Spesso il “messaggio” dell'arte del ritratto va ben oltre la tecnica cui necessita, presentando nella stesura infinite possibili interpretazioni soggettive che stimolano l'immaginazione del pittore e dell'osservatore.
Il pittore può mettere in luce alcuni caratteri espressivi al punto tale da far di questi “specchio” a tutti noi nel momento in cui il quadro si materializza e lo guardiamo, arrivando ad un fermo immagine dell'intenzione del soggetto ritratto, cogliendone la psicologia, come quadro d'insieme di caratteri manifesti, rivelatori della coscienza, fino ad arrivare ad usare il ritratto come lente visiva d'ascolto interiore.
I materiali che utilizzo per la pittura che realizzo nello studio di Livorno sono generalmente pittura ad olio su tela.

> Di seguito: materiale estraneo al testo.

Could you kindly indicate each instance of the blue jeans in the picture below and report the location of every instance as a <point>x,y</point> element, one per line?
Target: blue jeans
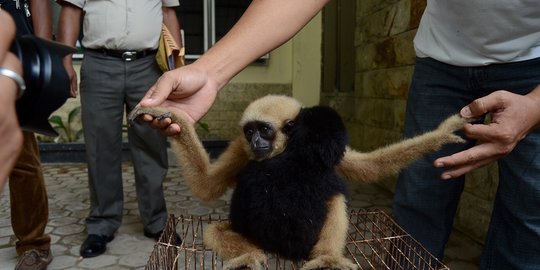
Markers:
<point>424,205</point>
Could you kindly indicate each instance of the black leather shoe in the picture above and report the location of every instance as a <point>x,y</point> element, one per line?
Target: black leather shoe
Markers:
<point>95,245</point>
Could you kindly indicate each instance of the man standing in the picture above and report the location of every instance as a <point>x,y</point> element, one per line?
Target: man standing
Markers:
<point>28,195</point>
<point>120,40</point>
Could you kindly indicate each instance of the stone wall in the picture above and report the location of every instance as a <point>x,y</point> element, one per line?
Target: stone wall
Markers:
<point>374,113</point>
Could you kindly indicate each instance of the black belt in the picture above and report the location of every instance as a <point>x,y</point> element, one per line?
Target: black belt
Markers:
<point>124,55</point>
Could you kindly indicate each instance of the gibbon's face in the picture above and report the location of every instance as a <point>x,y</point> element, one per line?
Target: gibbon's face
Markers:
<point>261,135</point>
<point>265,123</point>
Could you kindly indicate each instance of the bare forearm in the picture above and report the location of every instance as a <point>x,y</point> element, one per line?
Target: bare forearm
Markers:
<point>171,21</point>
<point>535,96</point>
<point>69,26</point>
<point>41,18</point>
<point>255,34</point>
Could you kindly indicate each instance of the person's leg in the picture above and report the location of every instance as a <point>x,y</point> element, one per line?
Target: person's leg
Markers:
<point>148,149</point>
<point>513,239</point>
<point>28,198</point>
<point>424,205</point>
<point>102,97</point>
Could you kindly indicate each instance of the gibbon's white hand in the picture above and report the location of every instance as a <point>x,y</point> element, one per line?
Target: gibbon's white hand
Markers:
<point>186,91</point>
<point>513,117</point>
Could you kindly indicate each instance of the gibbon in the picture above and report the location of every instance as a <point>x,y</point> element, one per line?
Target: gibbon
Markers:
<point>287,168</point>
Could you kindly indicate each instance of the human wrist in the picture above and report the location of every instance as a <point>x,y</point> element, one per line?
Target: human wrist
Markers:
<point>18,79</point>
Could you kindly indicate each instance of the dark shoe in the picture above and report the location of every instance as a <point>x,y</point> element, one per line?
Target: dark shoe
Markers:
<point>34,260</point>
<point>95,245</point>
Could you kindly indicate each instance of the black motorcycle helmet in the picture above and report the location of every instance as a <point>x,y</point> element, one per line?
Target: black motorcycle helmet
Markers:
<point>47,82</point>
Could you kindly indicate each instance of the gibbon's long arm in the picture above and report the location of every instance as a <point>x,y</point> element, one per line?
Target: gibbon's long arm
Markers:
<point>389,160</point>
<point>207,180</point>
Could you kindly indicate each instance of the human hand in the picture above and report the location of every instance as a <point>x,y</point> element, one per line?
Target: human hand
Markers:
<point>187,91</point>
<point>513,116</point>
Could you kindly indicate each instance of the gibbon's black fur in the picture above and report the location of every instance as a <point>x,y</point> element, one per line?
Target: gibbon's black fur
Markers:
<point>286,167</point>
<point>281,203</point>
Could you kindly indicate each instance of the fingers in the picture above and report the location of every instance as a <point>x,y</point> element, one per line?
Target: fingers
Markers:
<point>164,125</point>
<point>158,92</point>
<point>465,161</point>
<point>483,105</point>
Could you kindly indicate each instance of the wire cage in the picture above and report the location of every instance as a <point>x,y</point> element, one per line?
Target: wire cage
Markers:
<point>374,241</point>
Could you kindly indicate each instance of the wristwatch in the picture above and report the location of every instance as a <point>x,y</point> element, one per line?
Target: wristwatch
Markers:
<point>16,77</point>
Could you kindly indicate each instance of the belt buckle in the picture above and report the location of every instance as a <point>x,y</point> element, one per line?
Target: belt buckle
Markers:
<point>129,56</point>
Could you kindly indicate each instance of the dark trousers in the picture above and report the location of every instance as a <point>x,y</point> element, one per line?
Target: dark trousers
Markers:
<point>28,199</point>
<point>110,87</point>
<point>425,205</point>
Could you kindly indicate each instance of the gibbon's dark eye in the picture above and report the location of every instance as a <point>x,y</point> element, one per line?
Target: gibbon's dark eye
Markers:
<point>288,126</point>
<point>248,132</point>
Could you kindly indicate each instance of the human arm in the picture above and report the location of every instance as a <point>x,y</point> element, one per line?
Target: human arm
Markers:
<point>10,132</point>
<point>171,21</point>
<point>513,117</point>
<point>41,18</point>
<point>191,90</point>
<point>68,33</point>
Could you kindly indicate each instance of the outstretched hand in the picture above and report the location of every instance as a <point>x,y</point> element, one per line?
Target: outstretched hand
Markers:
<point>186,91</point>
<point>513,117</point>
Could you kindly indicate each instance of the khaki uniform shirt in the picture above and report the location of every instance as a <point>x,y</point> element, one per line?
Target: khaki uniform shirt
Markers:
<point>122,24</point>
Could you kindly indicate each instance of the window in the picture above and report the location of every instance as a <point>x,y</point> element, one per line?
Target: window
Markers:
<point>206,21</point>
<point>338,51</point>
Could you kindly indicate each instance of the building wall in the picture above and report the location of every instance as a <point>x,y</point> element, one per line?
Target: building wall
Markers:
<point>375,112</point>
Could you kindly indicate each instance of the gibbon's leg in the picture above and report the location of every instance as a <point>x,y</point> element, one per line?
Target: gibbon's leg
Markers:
<point>387,161</point>
<point>328,252</point>
<point>236,250</point>
<point>207,180</point>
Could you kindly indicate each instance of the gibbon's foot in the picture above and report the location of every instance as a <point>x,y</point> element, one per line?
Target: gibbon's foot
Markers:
<point>252,261</point>
<point>329,262</point>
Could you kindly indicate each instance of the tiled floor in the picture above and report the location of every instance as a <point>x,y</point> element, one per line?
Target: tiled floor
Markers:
<point>69,204</point>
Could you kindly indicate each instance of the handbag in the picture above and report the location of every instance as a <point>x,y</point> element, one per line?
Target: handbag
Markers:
<point>169,55</point>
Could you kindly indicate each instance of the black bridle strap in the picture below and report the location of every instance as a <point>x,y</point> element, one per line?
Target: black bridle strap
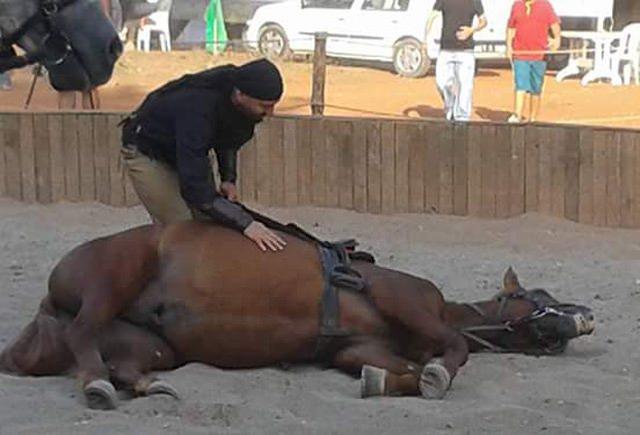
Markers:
<point>488,345</point>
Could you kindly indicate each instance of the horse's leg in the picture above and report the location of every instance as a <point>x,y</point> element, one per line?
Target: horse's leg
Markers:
<point>97,310</point>
<point>382,372</point>
<point>131,352</point>
<point>419,315</point>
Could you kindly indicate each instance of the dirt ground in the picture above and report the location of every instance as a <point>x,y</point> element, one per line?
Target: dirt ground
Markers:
<point>357,91</point>
<point>594,388</point>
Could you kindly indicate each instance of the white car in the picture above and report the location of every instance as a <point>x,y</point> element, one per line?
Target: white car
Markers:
<point>384,30</point>
<point>380,30</point>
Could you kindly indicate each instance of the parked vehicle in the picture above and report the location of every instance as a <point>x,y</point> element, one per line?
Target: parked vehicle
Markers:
<point>390,30</point>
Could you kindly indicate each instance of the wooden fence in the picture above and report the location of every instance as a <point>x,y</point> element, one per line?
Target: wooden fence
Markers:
<point>588,175</point>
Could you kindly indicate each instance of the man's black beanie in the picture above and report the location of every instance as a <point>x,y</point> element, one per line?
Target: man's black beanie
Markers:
<point>259,79</point>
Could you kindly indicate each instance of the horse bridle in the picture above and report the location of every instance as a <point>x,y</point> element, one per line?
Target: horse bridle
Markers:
<point>47,11</point>
<point>509,326</point>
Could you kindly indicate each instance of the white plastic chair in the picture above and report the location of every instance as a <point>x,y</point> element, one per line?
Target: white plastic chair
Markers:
<point>160,24</point>
<point>627,55</point>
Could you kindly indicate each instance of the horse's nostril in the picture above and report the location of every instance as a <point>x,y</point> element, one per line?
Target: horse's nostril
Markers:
<point>115,48</point>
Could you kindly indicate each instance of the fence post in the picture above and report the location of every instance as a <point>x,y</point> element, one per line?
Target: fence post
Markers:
<point>319,73</point>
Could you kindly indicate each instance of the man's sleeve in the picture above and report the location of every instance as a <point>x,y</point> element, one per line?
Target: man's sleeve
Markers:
<point>228,164</point>
<point>552,16</point>
<point>193,135</point>
<point>512,18</point>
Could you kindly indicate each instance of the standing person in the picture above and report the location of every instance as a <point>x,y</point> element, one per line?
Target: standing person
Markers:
<point>166,144</point>
<point>455,67</point>
<point>527,42</point>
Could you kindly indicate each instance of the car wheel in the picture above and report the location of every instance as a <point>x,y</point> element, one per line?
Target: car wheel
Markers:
<point>410,59</point>
<point>273,42</point>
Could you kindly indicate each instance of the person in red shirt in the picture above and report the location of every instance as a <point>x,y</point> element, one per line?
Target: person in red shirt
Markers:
<point>527,42</point>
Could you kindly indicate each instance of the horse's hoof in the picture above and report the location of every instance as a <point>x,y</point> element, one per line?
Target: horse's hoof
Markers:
<point>434,381</point>
<point>162,387</point>
<point>101,394</point>
<point>372,381</point>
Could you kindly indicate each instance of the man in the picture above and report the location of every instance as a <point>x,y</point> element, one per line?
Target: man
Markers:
<point>166,144</point>
<point>455,68</point>
<point>527,42</point>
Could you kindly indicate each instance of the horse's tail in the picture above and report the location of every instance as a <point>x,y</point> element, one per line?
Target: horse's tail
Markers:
<point>40,348</point>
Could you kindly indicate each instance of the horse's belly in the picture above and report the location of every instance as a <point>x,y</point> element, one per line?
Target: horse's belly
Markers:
<point>236,342</point>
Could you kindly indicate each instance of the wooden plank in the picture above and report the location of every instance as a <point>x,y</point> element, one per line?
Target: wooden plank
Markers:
<point>389,171</point>
<point>247,171</point>
<point>628,193</point>
<point>558,170</point>
<point>460,169</point>
<point>56,158</point>
<point>27,158</point>
<point>114,156</point>
<point>517,171</point>
<point>11,130</point>
<point>431,177</point>
<point>290,163</point>
<point>503,170</point>
<point>42,155</point>
<point>417,163</point>
<point>263,176</point>
<point>86,152</point>
<point>600,143</point>
<point>489,178</point>
<point>345,165</point>
<point>276,166</point>
<point>318,162</point>
<point>402,170</point>
<point>474,170</point>
<point>374,172</point>
<point>532,151</point>
<point>333,138</point>
<point>614,189</point>
<point>586,176</point>
<point>303,135</point>
<point>360,166</point>
<point>635,208</point>
<point>71,157</point>
<point>572,175</point>
<point>446,176</point>
<point>101,158</point>
<point>545,169</point>
<point>3,167</point>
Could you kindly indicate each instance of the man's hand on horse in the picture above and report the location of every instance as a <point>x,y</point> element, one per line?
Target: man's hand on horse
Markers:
<point>229,190</point>
<point>264,237</point>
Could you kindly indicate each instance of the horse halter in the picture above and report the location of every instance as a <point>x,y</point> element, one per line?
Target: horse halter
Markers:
<point>54,41</point>
<point>511,326</point>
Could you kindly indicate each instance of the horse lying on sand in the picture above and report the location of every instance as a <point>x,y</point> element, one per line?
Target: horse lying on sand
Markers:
<point>155,298</point>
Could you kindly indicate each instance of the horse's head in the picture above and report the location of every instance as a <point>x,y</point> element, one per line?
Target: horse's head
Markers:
<point>74,39</point>
<point>528,321</point>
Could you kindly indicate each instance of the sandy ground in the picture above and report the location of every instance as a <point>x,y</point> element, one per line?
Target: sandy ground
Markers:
<point>357,91</point>
<point>593,389</point>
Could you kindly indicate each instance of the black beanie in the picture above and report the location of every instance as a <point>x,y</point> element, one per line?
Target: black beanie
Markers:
<point>259,79</point>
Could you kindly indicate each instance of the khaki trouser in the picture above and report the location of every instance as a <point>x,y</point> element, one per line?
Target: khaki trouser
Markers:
<point>157,187</point>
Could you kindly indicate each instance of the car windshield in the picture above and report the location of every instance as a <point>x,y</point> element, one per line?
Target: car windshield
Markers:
<point>327,4</point>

Indipendentemente dal soggetto-oggetto raffigurato, il linguaggio di un quadro può essere a parer mio paragonato alla stesura e lettura di uno spartito musicale, per l'occhio perché è il senso della vista ad essere coinvolto, come per la musica l'udito con l'orecchio. Una chiave di lettura può essere quella di sentire il dipinto come musica o poesia visiva. Paola Endellini.